Das Regierungskonzept sieht unter anderem vor, mit einem eigenen Landesprogramm vorbeugende und substanzerhaltende Maßnahmen zu fördern. Für fünf Jahre soll eine Landesberatungsstelle eingerichtet werden, die die betroffenen Einrichtungen über die geeigenten Sicherungsmethoden – Entsäuerung, Entmetallisierung, Trocknung, bessere Lagerbedingung – fachlich informiert.

Ein weiteres Landesprogramm soll die Digitalisierung von schriftlichem Kulturgut fördern. Ebenfalls für fünf Jahre soll dafür ein Kompetenzzentrum an der Landes- und Universitätsbibliothek eingerichtet werden. Katja Pähle: „Die Digitalisierung der Bestände ist nicht nur eine große Erleichterung für die Nutzerinnen und Nutzer, sie hat auch eine wichtige Schutzfunktion für die Originalbestände, weil nicht mehr jede Nutzerin und jeder Nutzer eine Akte selber in die Hand nehmen muss – jede Berührung ist Stress für Papier und Einband. Digitalisierung ist aber auch kein Zaubermittel: Auch Datenbestände müssen vor Verlust und vor Unlesbarkeit geschützt werden. In keinem Fall darf Digitalisierung als Ersatz für den Erhalt von Originalbänden und -akten herhalten.

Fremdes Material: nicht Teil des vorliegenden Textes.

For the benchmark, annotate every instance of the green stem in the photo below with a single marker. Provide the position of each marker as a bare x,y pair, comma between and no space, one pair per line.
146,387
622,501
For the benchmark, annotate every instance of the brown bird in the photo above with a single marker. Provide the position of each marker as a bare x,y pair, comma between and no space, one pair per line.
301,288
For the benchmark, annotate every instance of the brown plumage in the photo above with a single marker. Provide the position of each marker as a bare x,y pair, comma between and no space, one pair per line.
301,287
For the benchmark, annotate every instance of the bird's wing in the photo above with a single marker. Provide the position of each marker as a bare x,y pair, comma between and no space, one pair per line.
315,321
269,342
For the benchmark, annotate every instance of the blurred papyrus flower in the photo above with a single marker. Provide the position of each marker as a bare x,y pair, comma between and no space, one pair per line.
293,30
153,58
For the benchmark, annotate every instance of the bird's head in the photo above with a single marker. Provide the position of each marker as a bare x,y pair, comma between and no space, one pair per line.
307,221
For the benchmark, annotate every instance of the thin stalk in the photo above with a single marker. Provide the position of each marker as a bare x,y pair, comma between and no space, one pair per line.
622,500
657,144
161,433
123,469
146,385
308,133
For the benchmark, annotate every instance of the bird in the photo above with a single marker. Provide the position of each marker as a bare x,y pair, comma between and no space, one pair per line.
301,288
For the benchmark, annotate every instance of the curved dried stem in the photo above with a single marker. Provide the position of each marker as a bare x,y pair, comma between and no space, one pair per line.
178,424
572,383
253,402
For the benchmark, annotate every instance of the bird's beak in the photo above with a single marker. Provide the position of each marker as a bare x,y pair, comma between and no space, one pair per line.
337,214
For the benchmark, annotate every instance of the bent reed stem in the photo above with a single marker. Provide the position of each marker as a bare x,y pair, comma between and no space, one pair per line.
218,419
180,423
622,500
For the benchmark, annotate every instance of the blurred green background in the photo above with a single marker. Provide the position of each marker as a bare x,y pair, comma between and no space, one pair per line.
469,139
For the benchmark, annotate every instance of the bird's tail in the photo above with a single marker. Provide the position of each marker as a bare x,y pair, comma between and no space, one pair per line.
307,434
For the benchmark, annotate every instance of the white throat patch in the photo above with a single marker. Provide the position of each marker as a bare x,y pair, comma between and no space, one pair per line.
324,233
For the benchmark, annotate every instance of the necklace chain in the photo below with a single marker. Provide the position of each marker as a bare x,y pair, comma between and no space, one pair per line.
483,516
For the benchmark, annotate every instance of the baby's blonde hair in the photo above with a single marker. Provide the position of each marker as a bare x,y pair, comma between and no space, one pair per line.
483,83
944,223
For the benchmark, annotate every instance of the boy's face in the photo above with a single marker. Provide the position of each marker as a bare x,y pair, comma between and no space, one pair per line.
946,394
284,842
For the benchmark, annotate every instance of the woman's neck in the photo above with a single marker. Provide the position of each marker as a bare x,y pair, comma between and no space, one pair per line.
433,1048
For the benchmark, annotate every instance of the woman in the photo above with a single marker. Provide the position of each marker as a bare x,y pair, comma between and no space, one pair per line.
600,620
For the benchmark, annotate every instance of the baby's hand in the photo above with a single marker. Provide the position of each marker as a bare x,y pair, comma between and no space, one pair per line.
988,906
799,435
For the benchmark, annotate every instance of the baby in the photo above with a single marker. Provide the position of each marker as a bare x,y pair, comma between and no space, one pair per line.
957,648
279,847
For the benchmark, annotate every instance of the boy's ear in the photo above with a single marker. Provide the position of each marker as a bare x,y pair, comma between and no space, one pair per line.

Schriftliches Kulturgut muss auf Papier bewahrt werden.“

Pähle, die auch wissenschaftspolitische Sprecherin ihrer Fraktion ist, sicherte Unterstützung im Landtag für die Finanzierung der Landesprogramme und für die Einwerbung von Bundesmitteln zu. Die Kosten für das Land werden auf 500.000 Euro im Jahr 2019 geschätzt; sie sollen auf künftig rund zwei Millionen Euro jährlich ansteigen.